PowerFleet reported a third-quarter earnings per share (EPS) of $0.01, which was below the analyst expectation of $0.04. However, the company’s revenue for the quarter was $106.4 million, surpassing the consensus estimate of $99.43 million and marking a significant 45% rise compared to the same quarter last year. The company’s service revenue, which represented 77% of the total, was a key driver of this increase.

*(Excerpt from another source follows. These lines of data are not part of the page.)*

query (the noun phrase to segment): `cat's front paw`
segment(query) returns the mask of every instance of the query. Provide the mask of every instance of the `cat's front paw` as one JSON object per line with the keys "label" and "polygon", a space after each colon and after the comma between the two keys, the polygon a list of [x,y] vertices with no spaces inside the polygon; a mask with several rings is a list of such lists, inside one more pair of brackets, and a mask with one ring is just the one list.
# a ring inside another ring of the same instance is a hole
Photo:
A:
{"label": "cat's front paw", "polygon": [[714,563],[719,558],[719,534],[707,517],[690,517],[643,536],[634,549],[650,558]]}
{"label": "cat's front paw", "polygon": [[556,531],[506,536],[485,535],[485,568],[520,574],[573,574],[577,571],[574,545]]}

The company’s adjusted EBITDA also saw a substantial boost, climbing 77% to $22 million, contributing to an annual run rate exceeding $85 million—double the adjusted EBITDA of 2024. Gross profit followed suit, with a 44% increase to $58.8 million. Adjusted for the amortization of acquisition-related intangibles, gross profit rose by 57% to $64.2 million. Notably, the combined adjusted gross margin now stands above 60%, with service gross margins nearing 70%.

Looking ahead, PowerFleet anticipates first-quarter 2025 revenue to reach $362.5 million, which is higher than the consensus forecast of $352.5 million. This positive outlook is further supported by the company’s successful post-merger integration, which is proceeding ahead of schedule, setting the stage for double-digit growth in the fiscal year 2026.

Lake Street analyst Jaeson Schmidt commented on the company’s performance, stating, "Co reported upside results and raised FY25 (Mar) guide. Co integration is ahead of schedule, setting up for double-digit growth trajectory in FY26."

The company’s strategic acquisitions, including Fleet Complete and MiX Telematics Ltd (JO:MIXJ), have significantly reshaped its business and expanded market opportunities through scaled channel partnerships. Powerfleet’s direct sales efforts have also secured high-value contracts, and its AI camera solutions have seen a 52% increase in sales volumes year-over-year.

Investors have responded favorably to the news, as the company’s stock price reflects optimism about its growth prospects and the successful execution of its strategic initiatives.